A Fiocruz identificou uma nova mutação no estado e comunicou o Ministério da Saúde no dia 12 de janeiro - mas estima-se que a variante, potencialmente mais contagiosa, já circulava pelo menos desde dezembro, colaborando para o aumento expressivo de casos que levou Manaus ao colapso nesta semana.

5. Avisos importantes foram ignorados

A explosão da demanda por oxigênio em Manaus superou em quase três vezes a capacidade de produção local do insumo. Principal fornecedora de oxigênio no estado, a White Martins informou em primeira mão à EXAME que tinha avisado as autoridades no início de janeiro sobre a possibilidade de desabastecimento. Integrantes do governo do Amazonas também relataram à Folha que avisaram o ministro Pazuello sobre a questão.

Segundo o próprio ministro, até mesmo o seu irmão, infectado pelo coronavírus, estava sofrendo com a falta de oxigênio, objeto de reclamação da sua cunhada, que cuidava do marido. “[Respondi a ela que] não tinha o que fazer”, contou o ministro em coletiva de imprensa em Manaus na segunda-feira (11). Os primeiros carregamentos aéreos de oxigênio começaram a ser enviados à Manaus apenas na sexta (8), um dia depois da White Martins ser mais incisiva e informar que não teria capacidade de suprir a demanda que estava pela frente.

Mais recentemente, veio a público que a Secretaria de Saúde do Amazonas já sabia da possibilidade de desabastecimento desde novembro, pelo menos. 
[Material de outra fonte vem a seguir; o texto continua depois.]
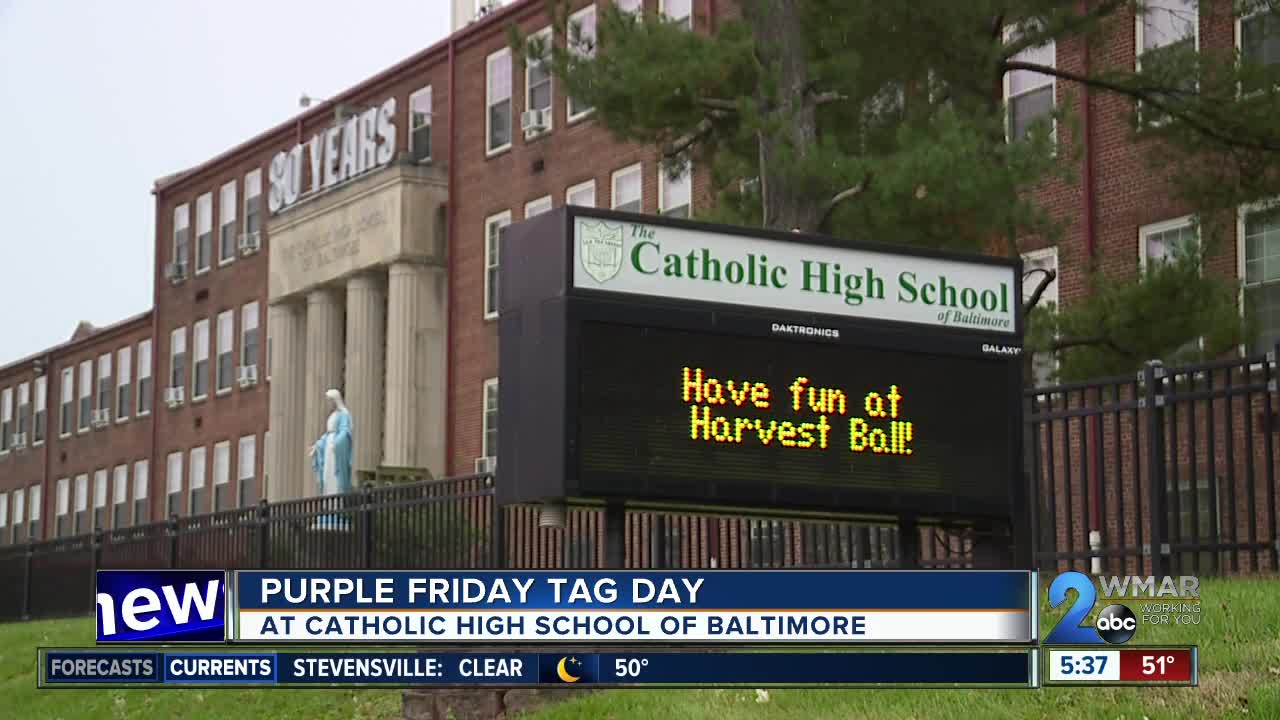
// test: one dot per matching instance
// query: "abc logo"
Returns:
(1116, 624)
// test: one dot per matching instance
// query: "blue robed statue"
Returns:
(330, 459)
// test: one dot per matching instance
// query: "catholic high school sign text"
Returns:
(666, 261)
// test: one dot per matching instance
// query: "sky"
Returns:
(97, 100)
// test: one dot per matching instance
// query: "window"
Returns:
(248, 335)
(222, 475)
(679, 10)
(492, 235)
(123, 383)
(37, 427)
(1029, 95)
(62, 506)
(104, 384)
(252, 201)
(5, 419)
(581, 194)
(581, 42)
(173, 484)
(227, 223)
(675, 194)
(1164, 31)
(489, 437)
(182, 236)
(100, 499)
(120, 496)
(1260, 232)
(246, 459)
(200, 359)
(197, 481)
(627, 192)
(498, 101)
(24, 411)
(86, 397)
(538, 206)
(35, 500)
(204, 231)
(145, 377)
(1043, 364)
(80, 518)
(538, 82)
(67, 410)
(141, 477)
(225, 352)
(18, 497)
(420, 124)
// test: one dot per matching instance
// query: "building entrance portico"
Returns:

6. Falta de planejamento logístico

Transportar cilindros de oxigênio hospitalar envolve um planejamento logístico bastante delicado. Além do potencial explosivo, os cilindros são pesados - o que demanda aeronaves cargueiras específicas. Quando o oxigênio de Manaus acabou, a única aeronave do estado com capacidade para esse tipo de operação estava em manutenção. 

A indisponibilidade levou o deputado federal Marcelo Ramos (PL-AM) a pedir que o chanceler Ernesto Araújo pedisse uma aeronave cargueira de alta capacidade emprestada ao governo americano. O Itamaraty confirmou à EXAME o contato com a embaixada americana, mas o empréstimo, até agora, não aconteceu

Uma das aeronaves utilizadas no transporte aéreo de oxigênio para Manaus foi o avião Airbus A330 da Azul. Originalmente programado para trazer 2 milhões de doses da vacina de Oxford da fábrica de Mumbai para o Brasil, o avião nem chegou a decolar de Recife após uma negativa Índia em relação à operação. Enquanto isso, um dos quatro Embraer KC-390 Millennium, o maior cargueiro da FAB, foi enviado na terça (12) para um treinamento militar nos EUA.